Extended Data Fig. 3: A photoactivatable affinity probe-based approach identifies PGK1 as the relevant cellular target of CBR-470-1.

a, Structure of CBR-470-PAP. b, Relative ARE-LUC luminance values from IMR32 cells transfected with pTI-ARE-LUC and then treated with the indicated doses of CBR-470-PAP for 24 h (n = 3). c, Silver staining and anti-biotin western blots of ammonium sulfate fractionated lysates from UV-irradiated IMR32 cells treated with 5 μM for 1 h with or without CBR-470-1 competition (250 μM) (n = 3).
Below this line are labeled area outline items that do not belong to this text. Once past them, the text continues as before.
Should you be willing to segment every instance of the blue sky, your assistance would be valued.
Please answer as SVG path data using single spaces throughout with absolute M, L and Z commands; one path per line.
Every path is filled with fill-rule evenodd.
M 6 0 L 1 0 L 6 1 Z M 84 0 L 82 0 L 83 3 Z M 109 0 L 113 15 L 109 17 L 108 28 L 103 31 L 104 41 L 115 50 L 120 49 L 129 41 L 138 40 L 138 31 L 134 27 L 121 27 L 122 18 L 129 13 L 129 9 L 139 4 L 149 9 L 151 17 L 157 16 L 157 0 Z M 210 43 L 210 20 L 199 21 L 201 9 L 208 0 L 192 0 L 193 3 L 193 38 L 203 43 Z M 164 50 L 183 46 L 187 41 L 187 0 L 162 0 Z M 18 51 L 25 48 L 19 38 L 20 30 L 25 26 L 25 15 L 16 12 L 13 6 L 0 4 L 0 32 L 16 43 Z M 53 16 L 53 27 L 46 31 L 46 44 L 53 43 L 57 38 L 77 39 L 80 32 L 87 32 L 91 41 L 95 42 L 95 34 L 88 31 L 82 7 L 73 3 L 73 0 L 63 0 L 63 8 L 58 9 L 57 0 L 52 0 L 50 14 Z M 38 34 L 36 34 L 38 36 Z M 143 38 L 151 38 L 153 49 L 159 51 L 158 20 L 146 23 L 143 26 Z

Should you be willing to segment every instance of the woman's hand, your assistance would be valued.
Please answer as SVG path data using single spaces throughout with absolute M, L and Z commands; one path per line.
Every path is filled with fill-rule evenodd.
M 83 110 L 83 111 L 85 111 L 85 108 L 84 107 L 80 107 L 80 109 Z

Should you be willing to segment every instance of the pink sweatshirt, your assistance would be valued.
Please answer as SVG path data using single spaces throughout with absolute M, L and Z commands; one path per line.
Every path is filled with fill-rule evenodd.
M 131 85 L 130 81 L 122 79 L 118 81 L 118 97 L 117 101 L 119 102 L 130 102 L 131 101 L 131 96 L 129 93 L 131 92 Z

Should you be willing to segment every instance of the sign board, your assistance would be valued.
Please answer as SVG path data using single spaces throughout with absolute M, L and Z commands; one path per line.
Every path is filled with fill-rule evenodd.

Shown on the right are initial proteomic target results from gel-band digestion and LC–MS/MS analysis. d, Anti-biotin western blots from in vitro crosslinking assays with recombinant PGK1 and EBP1 in the presence of the indicated doses of CBR-470-PAP (n = 2). e, Anti-biotin western blot analyses from an in vitro crosslinking assay with recombinant PGK1 in the presence of CBR-470-PAP (1 μM) and indicated concentration of soluble CBR-470-1 competitor (n = 2). f, Anti-biotin western blot analyses of cells treated with 5 μM CBR-470-PAP after transduction with anti-PGK1 and anti-EBP1 shRNA for 48 h. Depletion of PGK1 protein selectively reduces CBR-470-PAP-dependent labelling (n = 2). g, Dye-based thermal denaturation assay with recombinant PGK1 in the presence CBR-470-1 (20 μM) or vehicle alone (n = 3). Calculated melting temperature (T_m) values are listed. h, i, Dose-dependent thermal stability assay of recombinant PGK1 and GAPDH in the presence of increasing doses of CBR-470-1 near the T_m of both proteins (57 °C) (n = 5) (h) or room temperature (n = 3) (i). Western blot of sample supernatants after centrifugation (13,000 r.p.m.) detected total PGK1 and GAPDH protein, which were plotted in Prism (below). j, ARE-LUC reporter activity in HEK293T cells with transient shRNA knockdown of ENO1 (n = 3). Data are mean ± s.e.m. of biologically independent samples.